3 Comments to “Tips for Young Writers”

  1. Jake Dennis says:

    It’s rather sad that Ben could only think of “read and write” as a tip for aspiring writers. There is so much more that can be taught to young writers. Off the top of my head, and without spending more than 5 minutes thinking, here are some of my tips for young writers:
    1. Create a network of supportive and constructively critical writer friends and/or join a writers group.
    2. Study the genre of writing you are aiming to create. If you are a poet, like me, then research the craft of poetry, the techniques and forms used to create good poetry.
    3. Immerse yourself in culture (music, art, wildlife, etc.). These sources of inspiration will enrich your writing.
    4. Research a range of subjects (science, history, psychology). These will also inform your writing and give you a more robust pool of knowledge from which to draw your inspiration.
    5. Give yourself goals to achieve. For instance, a short story writer’s goal may be to win a short story competition or create a series.
    6. Publication is the key to longevity and success in the business. Aim to get published by sending your work to competitions and journals.

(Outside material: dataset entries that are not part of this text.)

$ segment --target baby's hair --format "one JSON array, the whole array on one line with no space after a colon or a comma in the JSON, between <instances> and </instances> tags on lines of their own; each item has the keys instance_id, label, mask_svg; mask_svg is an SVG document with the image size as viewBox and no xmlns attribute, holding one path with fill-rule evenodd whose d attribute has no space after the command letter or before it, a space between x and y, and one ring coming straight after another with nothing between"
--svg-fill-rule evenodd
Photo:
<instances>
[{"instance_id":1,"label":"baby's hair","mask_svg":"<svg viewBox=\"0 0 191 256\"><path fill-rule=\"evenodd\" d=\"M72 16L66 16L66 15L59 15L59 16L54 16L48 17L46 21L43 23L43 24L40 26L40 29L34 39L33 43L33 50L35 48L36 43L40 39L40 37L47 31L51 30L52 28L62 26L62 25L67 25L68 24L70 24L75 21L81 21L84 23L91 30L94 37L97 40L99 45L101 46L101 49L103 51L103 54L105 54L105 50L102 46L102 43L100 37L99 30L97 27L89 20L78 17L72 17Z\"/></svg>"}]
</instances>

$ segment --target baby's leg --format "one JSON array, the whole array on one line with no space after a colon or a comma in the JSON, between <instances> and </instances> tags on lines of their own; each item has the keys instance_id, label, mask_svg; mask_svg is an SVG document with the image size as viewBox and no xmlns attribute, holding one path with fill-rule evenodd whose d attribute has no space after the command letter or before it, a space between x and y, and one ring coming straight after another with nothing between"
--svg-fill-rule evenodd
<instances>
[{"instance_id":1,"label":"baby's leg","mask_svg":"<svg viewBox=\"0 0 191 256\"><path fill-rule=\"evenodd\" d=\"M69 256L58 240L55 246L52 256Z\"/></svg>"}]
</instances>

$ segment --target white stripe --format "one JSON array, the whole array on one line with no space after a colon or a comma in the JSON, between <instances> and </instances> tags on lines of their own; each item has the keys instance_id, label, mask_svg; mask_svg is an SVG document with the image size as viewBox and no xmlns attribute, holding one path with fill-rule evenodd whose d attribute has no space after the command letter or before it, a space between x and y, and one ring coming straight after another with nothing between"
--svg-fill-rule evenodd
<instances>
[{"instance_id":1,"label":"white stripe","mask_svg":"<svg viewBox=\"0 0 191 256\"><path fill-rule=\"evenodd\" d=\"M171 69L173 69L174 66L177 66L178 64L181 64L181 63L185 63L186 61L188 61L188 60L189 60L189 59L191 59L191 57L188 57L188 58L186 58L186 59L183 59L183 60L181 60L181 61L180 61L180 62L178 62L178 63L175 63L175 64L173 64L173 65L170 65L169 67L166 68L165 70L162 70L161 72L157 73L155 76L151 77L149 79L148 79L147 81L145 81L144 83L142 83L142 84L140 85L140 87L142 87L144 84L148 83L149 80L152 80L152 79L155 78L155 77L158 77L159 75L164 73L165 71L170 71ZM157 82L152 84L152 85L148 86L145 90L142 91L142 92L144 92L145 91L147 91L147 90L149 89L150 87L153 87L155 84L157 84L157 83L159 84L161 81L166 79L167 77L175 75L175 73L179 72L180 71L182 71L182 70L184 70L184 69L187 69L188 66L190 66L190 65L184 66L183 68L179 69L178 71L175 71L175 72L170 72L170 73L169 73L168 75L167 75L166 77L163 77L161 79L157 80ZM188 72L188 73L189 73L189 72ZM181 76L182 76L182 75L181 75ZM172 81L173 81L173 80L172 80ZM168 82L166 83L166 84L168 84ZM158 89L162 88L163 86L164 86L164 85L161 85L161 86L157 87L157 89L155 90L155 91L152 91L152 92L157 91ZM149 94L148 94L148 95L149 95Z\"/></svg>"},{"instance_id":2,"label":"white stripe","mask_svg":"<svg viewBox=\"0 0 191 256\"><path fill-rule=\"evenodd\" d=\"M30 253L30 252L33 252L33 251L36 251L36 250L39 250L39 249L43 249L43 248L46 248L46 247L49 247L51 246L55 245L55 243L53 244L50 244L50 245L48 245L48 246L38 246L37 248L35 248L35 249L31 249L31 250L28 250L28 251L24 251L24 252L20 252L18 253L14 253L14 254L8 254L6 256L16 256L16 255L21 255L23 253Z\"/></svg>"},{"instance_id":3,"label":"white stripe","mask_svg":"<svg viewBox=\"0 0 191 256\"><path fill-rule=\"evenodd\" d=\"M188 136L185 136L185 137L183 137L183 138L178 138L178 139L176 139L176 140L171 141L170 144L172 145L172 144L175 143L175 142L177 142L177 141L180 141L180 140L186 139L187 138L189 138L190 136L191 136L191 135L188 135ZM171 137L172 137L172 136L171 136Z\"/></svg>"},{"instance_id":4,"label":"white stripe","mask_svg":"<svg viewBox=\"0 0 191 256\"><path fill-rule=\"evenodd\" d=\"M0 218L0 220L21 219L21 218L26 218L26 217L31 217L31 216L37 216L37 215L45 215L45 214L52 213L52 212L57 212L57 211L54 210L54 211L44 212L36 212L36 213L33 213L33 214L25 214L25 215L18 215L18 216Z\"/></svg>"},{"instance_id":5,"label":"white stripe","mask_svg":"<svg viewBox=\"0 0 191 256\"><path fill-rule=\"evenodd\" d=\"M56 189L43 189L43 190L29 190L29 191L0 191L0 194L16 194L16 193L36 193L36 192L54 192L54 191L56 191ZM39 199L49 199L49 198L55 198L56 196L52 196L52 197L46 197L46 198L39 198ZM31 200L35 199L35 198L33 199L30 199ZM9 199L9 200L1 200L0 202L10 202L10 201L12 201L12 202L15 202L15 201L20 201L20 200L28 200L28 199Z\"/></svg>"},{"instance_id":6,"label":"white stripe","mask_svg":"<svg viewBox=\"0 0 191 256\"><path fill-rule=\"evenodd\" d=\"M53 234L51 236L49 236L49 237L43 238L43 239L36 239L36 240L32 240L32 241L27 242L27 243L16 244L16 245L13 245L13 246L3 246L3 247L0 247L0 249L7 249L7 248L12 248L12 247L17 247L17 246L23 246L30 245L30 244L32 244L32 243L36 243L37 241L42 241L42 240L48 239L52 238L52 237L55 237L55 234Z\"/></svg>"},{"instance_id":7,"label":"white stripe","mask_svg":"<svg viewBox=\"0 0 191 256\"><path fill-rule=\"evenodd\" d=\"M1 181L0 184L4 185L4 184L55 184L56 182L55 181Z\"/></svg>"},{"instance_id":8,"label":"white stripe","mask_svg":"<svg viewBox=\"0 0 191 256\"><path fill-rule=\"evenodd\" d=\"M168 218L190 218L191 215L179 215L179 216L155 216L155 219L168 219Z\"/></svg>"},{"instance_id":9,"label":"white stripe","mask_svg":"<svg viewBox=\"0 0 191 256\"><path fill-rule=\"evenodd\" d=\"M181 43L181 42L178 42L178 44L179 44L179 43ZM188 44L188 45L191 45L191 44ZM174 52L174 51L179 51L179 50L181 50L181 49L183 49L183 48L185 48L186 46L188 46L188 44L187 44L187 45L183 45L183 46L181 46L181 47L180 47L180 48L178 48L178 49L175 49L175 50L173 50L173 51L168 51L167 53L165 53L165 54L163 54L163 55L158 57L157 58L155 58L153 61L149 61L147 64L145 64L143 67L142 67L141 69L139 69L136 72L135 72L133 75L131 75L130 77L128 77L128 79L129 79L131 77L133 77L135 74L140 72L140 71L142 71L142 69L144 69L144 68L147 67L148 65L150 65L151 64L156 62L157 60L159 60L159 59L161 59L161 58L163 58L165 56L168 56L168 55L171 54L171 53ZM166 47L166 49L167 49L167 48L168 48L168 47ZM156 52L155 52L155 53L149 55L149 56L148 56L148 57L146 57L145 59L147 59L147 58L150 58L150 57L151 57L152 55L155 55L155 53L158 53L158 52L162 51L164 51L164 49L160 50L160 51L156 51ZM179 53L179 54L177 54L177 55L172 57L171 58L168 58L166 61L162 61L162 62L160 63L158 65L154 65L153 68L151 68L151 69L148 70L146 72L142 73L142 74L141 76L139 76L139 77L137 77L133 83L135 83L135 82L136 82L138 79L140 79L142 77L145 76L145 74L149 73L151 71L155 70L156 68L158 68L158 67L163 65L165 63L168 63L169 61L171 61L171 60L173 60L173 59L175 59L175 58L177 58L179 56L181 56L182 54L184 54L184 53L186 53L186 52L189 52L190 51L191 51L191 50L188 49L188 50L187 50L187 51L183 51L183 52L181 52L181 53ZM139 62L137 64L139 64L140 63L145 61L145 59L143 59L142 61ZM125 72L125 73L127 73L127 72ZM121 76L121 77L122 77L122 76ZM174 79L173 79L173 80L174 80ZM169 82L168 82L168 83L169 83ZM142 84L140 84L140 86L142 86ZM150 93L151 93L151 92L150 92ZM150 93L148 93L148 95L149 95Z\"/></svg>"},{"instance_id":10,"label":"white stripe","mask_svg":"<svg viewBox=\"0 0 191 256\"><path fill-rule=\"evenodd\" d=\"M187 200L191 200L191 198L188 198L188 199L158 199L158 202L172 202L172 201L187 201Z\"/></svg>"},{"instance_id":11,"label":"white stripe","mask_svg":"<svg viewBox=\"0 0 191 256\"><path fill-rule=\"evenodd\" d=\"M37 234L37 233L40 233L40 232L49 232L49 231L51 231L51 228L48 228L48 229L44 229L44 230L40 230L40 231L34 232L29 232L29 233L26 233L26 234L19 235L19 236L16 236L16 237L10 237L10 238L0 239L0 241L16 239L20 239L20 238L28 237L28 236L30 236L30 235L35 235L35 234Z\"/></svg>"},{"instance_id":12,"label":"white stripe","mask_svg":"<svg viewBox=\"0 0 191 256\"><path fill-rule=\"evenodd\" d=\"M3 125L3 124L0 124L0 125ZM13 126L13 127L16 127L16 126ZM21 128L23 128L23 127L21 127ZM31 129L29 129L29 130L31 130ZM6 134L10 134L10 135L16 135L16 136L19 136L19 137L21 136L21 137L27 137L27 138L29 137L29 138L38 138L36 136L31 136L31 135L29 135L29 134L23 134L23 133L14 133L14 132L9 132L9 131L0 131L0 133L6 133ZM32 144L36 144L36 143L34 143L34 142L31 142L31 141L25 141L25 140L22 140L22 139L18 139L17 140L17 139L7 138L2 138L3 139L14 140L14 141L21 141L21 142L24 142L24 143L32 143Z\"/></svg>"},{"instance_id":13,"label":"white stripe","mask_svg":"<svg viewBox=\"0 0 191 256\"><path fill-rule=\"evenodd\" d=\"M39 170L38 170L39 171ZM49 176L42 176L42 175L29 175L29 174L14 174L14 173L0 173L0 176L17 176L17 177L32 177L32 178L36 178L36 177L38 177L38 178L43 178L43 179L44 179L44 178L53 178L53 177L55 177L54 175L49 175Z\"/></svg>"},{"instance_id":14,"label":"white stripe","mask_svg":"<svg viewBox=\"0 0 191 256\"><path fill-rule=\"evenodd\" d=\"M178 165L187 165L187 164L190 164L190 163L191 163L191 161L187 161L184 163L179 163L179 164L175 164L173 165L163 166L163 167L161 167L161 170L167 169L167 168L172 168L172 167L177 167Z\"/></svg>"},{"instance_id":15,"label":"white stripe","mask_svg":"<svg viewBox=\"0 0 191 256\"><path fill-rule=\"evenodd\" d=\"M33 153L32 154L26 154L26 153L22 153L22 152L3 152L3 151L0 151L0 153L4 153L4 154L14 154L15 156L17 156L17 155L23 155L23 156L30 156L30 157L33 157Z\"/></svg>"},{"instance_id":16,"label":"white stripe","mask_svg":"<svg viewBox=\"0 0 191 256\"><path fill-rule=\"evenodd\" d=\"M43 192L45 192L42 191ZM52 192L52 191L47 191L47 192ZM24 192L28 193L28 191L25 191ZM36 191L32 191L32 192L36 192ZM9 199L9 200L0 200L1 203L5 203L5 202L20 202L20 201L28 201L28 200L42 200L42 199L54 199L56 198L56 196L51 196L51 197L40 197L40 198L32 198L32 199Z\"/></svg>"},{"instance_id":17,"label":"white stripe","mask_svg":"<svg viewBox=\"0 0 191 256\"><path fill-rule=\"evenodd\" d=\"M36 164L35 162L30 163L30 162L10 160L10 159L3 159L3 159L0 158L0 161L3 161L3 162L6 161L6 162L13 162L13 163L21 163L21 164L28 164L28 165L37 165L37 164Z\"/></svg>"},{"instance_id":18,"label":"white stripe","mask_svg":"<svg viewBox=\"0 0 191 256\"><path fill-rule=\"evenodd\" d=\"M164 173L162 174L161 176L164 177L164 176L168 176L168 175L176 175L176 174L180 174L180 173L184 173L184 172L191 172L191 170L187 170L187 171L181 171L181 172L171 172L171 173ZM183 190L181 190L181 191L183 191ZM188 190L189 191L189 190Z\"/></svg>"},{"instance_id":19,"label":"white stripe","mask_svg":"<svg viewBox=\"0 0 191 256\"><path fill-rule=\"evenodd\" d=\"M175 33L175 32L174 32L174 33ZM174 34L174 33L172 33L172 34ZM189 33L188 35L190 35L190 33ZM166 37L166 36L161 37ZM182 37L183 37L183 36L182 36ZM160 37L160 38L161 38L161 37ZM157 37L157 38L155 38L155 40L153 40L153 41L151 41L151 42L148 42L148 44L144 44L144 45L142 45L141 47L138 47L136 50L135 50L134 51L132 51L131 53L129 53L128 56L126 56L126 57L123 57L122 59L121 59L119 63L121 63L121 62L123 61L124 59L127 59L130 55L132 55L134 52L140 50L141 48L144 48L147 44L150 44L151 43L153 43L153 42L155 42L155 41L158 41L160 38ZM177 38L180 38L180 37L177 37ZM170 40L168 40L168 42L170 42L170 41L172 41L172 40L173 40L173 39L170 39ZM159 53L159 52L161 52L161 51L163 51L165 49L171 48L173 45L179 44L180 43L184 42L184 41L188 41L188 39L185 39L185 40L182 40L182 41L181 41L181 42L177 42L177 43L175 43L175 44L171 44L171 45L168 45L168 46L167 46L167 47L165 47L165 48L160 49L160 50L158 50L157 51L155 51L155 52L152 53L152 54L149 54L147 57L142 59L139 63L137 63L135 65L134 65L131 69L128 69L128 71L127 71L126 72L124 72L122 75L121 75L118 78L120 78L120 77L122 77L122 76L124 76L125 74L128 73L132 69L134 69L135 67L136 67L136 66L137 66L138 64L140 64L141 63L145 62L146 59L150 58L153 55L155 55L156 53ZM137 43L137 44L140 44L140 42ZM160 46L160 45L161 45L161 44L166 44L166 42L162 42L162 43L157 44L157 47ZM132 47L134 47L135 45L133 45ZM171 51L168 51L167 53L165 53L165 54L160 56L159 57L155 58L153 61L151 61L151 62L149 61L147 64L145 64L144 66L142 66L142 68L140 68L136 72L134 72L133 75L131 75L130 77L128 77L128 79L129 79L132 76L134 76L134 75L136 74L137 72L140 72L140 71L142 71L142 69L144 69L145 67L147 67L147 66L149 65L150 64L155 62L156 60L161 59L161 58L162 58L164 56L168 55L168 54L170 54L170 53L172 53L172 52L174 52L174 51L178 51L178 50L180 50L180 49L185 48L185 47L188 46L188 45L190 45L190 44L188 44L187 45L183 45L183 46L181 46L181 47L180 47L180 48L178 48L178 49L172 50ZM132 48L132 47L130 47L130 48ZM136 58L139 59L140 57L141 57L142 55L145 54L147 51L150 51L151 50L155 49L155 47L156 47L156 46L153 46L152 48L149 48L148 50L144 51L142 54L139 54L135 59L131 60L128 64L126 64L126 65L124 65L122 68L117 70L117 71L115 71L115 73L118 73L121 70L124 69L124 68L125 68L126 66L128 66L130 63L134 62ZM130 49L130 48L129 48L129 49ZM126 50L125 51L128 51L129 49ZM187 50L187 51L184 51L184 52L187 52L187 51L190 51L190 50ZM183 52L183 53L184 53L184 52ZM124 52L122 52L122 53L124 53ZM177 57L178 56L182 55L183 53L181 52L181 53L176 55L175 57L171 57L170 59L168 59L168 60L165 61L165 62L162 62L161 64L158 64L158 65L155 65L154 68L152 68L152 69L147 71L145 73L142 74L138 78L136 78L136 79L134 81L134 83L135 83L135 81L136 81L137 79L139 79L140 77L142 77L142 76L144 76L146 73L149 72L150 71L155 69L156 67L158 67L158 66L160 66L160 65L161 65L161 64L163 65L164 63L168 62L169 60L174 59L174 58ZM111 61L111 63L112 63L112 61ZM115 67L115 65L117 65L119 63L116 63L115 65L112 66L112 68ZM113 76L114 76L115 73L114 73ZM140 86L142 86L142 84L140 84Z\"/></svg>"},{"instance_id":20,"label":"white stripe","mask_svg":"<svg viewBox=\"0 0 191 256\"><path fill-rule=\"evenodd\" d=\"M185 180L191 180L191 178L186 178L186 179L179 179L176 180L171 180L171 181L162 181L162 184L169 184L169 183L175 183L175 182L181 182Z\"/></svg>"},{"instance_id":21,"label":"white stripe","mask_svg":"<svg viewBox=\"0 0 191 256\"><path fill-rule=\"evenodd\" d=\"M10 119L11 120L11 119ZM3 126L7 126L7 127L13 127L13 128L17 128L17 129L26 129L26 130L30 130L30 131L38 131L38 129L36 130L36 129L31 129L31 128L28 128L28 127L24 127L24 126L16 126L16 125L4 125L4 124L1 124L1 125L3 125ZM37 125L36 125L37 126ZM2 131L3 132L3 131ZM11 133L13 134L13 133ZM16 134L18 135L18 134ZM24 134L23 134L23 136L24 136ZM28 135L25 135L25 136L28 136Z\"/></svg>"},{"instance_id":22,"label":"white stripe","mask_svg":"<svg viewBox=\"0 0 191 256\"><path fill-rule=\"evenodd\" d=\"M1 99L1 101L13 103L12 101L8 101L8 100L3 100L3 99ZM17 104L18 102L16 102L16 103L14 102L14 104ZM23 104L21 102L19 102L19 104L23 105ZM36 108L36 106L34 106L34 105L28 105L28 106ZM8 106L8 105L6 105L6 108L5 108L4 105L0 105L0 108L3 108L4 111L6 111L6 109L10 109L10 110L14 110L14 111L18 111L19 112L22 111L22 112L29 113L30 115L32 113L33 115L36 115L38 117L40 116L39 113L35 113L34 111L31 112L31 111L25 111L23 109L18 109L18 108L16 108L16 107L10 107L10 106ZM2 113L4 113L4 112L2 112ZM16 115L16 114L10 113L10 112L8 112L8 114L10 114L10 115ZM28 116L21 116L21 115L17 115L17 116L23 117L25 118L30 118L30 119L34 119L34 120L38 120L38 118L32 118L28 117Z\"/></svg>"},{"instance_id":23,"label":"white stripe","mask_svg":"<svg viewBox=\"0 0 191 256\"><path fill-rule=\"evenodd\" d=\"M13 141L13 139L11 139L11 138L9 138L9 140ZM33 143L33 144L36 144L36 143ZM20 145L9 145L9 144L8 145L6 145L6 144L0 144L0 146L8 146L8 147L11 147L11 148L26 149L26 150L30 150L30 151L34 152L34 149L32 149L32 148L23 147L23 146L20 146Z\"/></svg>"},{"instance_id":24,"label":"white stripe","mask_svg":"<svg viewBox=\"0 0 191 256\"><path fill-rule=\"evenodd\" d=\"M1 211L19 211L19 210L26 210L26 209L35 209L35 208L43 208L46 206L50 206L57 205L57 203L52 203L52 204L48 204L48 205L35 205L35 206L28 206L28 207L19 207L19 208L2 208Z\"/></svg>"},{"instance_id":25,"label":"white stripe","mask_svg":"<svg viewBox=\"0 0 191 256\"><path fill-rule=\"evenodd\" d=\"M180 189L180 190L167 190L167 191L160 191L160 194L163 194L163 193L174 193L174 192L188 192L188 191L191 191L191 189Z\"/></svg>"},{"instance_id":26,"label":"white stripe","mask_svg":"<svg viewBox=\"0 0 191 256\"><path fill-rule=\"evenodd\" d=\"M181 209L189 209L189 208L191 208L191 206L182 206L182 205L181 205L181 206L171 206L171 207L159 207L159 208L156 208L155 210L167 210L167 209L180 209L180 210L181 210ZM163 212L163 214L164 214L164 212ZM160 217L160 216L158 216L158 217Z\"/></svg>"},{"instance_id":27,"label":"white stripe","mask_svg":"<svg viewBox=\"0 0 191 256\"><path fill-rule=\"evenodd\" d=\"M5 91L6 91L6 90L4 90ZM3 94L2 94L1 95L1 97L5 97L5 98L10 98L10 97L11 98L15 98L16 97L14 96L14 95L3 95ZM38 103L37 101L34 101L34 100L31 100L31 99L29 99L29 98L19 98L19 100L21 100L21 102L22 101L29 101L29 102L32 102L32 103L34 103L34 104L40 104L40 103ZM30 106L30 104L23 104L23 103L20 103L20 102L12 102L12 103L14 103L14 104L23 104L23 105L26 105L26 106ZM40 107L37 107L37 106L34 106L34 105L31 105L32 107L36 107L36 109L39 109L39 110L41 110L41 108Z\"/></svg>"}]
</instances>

    If you’re interested in asking more, join me on Facebook: http://www.facebook.com/poetofjazz, follow my blog, or tweet me #poetofjazz

    • What excellent tips Jake!

      To be completely transparent, Ben wrote the post sans title and we titled it (perhaps incorrectly), Tips for Young Writers. Ben has a wealth of knowledge and information that he’ll be sharing with our teenage boot campers next week.

      Thank you for your participation in this ongoing conversation.

  2. Ben Brooker says:

    Jake, it should be obvious enough that the tone of the post is humorous. I did not intend to suggest that there is nothing of value to be said to aspiring writers.

    However, my problem with tips of the kind you propose is that they’re inevitably confessional. Why pretend that what works for your art is necessarily going to work for anybody else’s? There are no shortcuts to learning how to write well, certainly none that can be boiled down into a take-home formula. The urgency of reading more and writing more can never be overstated.